The media has been covering the budget bill – the Build Back Better Act – which contains controversial provisions on many subjects. Among them are provisions that include new employer penalties under the National Labor Relations Act (NLRA).

The political roadblock on the bill is a probable Senate filibuster which would prevent passage. The Biden Administration is attempting to utilize a Senate rule enabling this legislation to be passed as a “budget reconciliation bill,” sidestepping a filibuster and passing with a simple majority – which the Democrats could accomplish on a straight party line vote. However, to use this vehicle, a reconciliation bill must relate only to budget issues.

Versions of this bill have been pending for months. The current iteration is 1,684 pages long (reduced from September’s 2,465 pages). Often overlooked by the press are the bill’s amendments to the NLRA. The bill proposes severe new penalties for employer unfair labor practices (ULPs).

Today, ULPs by either unions or employers are remedied by requiring backpay and reinstatement to prior employment and employment terms. The Build Back Better Act would add new “civil penalties” (fines) in addition to the traditional remedies. But these fines would apply only to employer violations, not unions.

Under the bill, any ULP violation by an employer would additionally be subject to a penalty “not to exceed” $50,000 for each violation.

However, for employers found to have committed certain violations, and any which results in the discharge or “serious economic harm” to an employee, the penalty can be doubled to $100,000 if the employer had been found to have committed a similar violation within five years.

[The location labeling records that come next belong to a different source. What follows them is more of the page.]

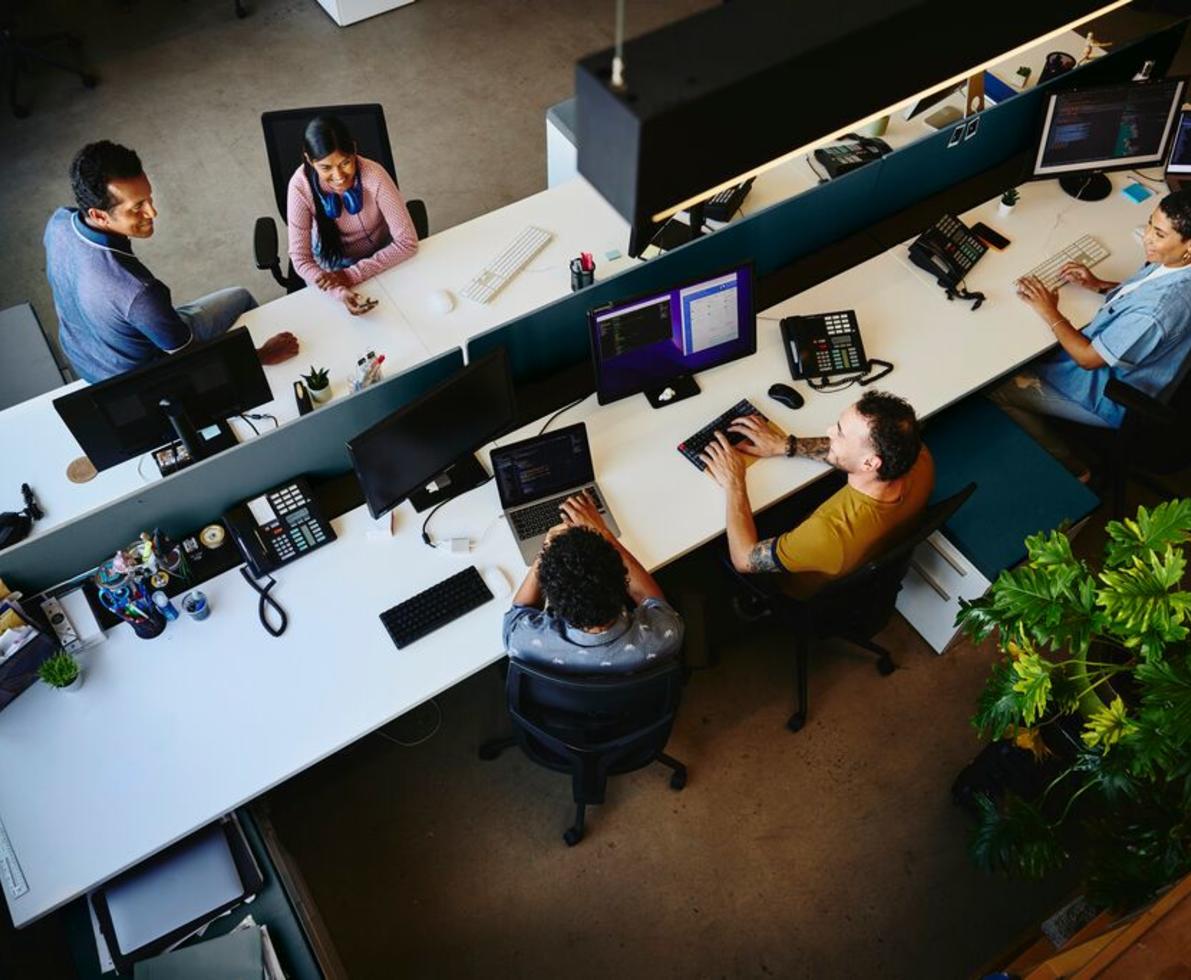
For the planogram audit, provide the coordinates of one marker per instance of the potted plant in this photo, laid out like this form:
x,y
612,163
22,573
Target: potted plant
x,y
318,385
1095,676
62,672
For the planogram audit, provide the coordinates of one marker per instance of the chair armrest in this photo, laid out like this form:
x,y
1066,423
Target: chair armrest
x,y
264,243
421,219
1133,400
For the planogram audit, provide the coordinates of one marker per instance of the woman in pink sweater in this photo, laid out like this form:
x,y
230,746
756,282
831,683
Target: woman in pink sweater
x,y
345,217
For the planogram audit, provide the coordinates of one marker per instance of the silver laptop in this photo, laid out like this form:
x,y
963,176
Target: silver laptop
x,y
534,476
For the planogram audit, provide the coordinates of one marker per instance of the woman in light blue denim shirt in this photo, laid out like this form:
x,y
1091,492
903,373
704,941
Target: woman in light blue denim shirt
x,y
1141,335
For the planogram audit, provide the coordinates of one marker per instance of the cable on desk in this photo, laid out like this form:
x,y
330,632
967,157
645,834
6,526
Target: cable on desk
x,y
266,601
563,409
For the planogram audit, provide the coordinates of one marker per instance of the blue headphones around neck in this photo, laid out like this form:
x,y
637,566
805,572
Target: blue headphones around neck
x,y
353,199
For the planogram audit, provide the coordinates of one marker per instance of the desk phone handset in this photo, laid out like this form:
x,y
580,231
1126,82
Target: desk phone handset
x,y
278,526
822,347
948,250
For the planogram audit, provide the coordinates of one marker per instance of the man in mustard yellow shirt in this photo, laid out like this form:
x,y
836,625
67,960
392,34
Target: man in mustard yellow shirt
x,y
890,475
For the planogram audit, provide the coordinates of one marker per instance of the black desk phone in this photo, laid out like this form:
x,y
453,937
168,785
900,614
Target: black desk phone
x,y
948,250
854,151
279,526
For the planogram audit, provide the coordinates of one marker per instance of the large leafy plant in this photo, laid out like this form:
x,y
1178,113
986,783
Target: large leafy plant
x,y
1095,679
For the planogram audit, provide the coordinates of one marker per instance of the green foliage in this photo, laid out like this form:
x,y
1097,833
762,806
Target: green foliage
x,y
1109,648
1015,837
58,670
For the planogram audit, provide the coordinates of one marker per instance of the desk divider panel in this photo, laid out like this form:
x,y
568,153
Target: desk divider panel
x,y
554,338
313,444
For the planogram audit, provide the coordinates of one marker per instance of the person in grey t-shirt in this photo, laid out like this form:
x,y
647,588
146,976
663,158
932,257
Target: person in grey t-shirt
x,y
603,612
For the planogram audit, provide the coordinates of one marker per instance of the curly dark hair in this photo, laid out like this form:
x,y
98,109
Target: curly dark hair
x,y
1177,206
582,578
94,167
893,430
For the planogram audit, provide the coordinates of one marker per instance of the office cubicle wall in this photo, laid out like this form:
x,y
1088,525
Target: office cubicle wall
x,y
553,339
313,444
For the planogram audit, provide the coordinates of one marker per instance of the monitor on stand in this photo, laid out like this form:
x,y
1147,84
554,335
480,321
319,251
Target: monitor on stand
x,y
1087,131
655,343
425,451
187,397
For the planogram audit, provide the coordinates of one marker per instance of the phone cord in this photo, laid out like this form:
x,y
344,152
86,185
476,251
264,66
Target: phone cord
x,y
267,600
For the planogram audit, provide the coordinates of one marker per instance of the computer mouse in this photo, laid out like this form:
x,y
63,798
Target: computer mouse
x,y
441,301
786,395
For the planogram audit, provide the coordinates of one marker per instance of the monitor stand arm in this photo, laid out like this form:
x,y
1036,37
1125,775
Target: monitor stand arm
x,y
187,435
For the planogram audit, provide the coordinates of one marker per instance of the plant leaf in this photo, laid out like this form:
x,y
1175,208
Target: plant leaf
x,y
1167,524
1108,725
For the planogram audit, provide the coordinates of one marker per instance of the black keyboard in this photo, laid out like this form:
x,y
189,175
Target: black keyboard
x,y
541,517
436,606
692,445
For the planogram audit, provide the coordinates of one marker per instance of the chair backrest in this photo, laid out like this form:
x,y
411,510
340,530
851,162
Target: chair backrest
x,y
284,132
628,713
865,598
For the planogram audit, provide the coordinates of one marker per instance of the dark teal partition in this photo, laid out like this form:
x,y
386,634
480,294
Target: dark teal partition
x,y
313,444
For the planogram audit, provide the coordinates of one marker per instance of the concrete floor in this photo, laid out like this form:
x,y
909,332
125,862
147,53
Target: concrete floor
x,y
831,853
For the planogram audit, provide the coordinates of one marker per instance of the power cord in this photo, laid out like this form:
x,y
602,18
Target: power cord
x,y
266,601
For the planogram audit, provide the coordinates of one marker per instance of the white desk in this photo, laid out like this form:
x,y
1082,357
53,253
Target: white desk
x,y
401,326
167,735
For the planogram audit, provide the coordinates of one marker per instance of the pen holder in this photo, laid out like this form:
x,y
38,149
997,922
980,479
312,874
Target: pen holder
x,y
580,276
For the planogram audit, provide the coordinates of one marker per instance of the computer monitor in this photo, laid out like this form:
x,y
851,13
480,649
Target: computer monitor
x,y
186,395
425,450
1086,131
654,343
1178,167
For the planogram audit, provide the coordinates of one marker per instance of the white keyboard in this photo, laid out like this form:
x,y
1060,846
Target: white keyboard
x,y
499,270
10,871
1085,250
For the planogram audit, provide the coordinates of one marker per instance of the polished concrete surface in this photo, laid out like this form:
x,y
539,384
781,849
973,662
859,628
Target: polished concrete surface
x,y
831,853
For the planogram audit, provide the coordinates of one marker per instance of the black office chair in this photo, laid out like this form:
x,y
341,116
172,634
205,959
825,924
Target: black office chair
x,y
856,606
282,143
592,726
1154,441
17,54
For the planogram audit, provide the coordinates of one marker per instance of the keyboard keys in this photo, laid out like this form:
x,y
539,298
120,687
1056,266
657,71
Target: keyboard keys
x,y
693,445
436,606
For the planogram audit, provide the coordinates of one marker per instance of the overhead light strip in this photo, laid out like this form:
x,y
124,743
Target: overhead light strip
x,y
835,135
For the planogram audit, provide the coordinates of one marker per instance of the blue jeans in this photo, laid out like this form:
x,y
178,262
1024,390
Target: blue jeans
x,y
217,312
1027,399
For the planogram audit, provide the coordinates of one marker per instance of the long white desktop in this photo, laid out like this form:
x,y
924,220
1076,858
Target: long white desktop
x,y
153,748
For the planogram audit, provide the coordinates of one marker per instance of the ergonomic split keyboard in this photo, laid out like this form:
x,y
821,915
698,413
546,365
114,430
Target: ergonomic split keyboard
x,y
436,606
499,270
542,516
1086,250
693,445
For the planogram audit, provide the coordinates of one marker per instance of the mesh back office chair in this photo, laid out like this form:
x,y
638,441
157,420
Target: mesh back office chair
x,y
859,605
1154,439
18,54
592,726
282,143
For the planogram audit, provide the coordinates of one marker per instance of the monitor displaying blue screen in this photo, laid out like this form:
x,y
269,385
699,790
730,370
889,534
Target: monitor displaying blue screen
x,y
646,342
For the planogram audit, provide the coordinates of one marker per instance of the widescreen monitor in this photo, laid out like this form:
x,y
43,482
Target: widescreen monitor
x,y
180,395
431,441
655,343
1086,131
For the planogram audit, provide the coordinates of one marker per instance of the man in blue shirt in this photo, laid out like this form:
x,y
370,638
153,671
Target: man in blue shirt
x,y
1141,335
113,314
584,576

In addition, the bill would add civil fine personal liability for any company officer or director who “directed or committed the violation,” established the policy that led to the violation, or had actual or constructive knowledge of the events and the authority to prevent it but did not act to prevent it. Personal liability has never been part of the NLRA.

It is not surprising that employer groups strenuously oppose these provisions. It appears that they have made some headway, considering the provisions that have been deleted from the original bill. In addition to the civil penalties above, the original bill would have banned employer acts long held lawful under the NLRA, including:

(1)      Permanent replacement of economic strikers

(2)      Employer lockouts

(3)      Advising employees (mistakenly) that they are “supervisors” or “independent contractors” and thus not covered by the NLRA

(4)      Mandating employee attendance at “captive audience” employer campaign meetings

(5)      Entering or requiring employees to enter agreements not to engage in collective actions (such as class action litigation)

Further, the bill would have applied the same severe civil penalties to these would-be violations.

However, the Build Back Better Act is still subject to scrutiny as to whether it meets the standards for a budget reconciliation bill – meaning it must be limited to budgetary matters. The Senate Parliamentarian decides (in an advisory capacity) whether specific terms of a reconciliation bill meet that standard. In September, the Parliamentarian rejected certain immigration provisions of the original bill on that basis.  Senate Republicans reportedly will challenge the remaining NLRA civil penalty amendments as beyond the scope of a reconciliation bill.

News reports suggest there will be more political wrangling to come, in addition to any possible adverse report by the Parliamentarian. Will the remaining civil penalties survive to be voted on? We will keep a continuing eye on developments.